The Most Dangerous Game (1932, Ernest Schoedsack)

Catching up on some early Criterion releases – this was filmmakers Schoedsack and Cooper and star Fay Wray’s precursor to King Kong. The Old Dark House, Island of Lost Souls, Vampyr and Freaks were also released in 1932, an amazing year for horror and horror-hybrids.

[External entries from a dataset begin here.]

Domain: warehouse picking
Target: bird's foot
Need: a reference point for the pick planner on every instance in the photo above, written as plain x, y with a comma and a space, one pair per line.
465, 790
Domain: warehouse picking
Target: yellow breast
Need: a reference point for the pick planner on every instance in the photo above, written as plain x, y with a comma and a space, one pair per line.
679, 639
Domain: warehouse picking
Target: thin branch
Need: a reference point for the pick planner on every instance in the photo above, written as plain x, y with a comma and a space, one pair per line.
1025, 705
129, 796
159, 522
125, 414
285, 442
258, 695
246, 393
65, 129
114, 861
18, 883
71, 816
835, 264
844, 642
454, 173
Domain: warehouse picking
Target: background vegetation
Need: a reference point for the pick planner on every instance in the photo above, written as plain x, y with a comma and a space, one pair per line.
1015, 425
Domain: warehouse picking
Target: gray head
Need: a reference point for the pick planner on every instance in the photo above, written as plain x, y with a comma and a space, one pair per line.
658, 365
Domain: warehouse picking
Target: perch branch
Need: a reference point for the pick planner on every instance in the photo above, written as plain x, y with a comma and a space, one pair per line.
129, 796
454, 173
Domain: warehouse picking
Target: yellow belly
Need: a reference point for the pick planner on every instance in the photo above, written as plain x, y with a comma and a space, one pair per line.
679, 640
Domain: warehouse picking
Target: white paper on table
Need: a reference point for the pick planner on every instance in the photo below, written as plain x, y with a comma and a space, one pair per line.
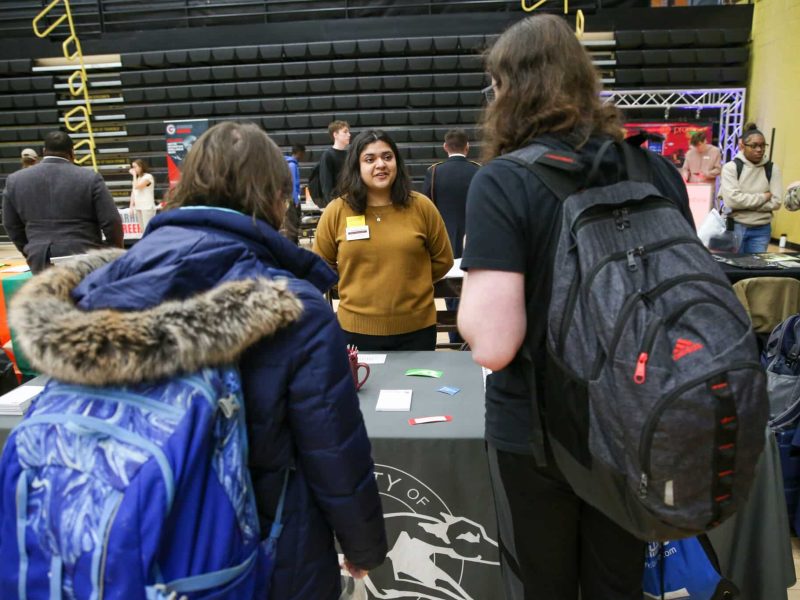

Leslie Banks (protagonist of The Man Who Knew Too Much) lords over a tiny jungle island where he hunts and kills people who shipwreck on his trap reef. Fellow hunter Joel McCrea (eight years before Foreign Correspondent, which was previously the earliest of his movies I’d seen) escapes a boat full of boring disaster-bait yachtsmen, and pals up with Fay Wray, while her doomed drunk brother (Robert Armstrong, the Jack Black of the original Kong) is killed offscreen. Banks, a great villain who might’ve seemed hammy had Armstrong’s drunk routine not far out-hammed him, chases the young couple with his bow, rifle, dogs, and mute guard played by Noble Johnson, a black actor in white-face. McCrea lays traps, which pro hunter Banks detects, and the good guys only win because of a lucky cliff fall.

The story by Richard Connell (who also cowrote Thrill of a Romance) has been filmed a million times, starring the likes of Sid Haig, Jane Greer and Richard Widmark. Good, short movie with some slick motion-camera shots.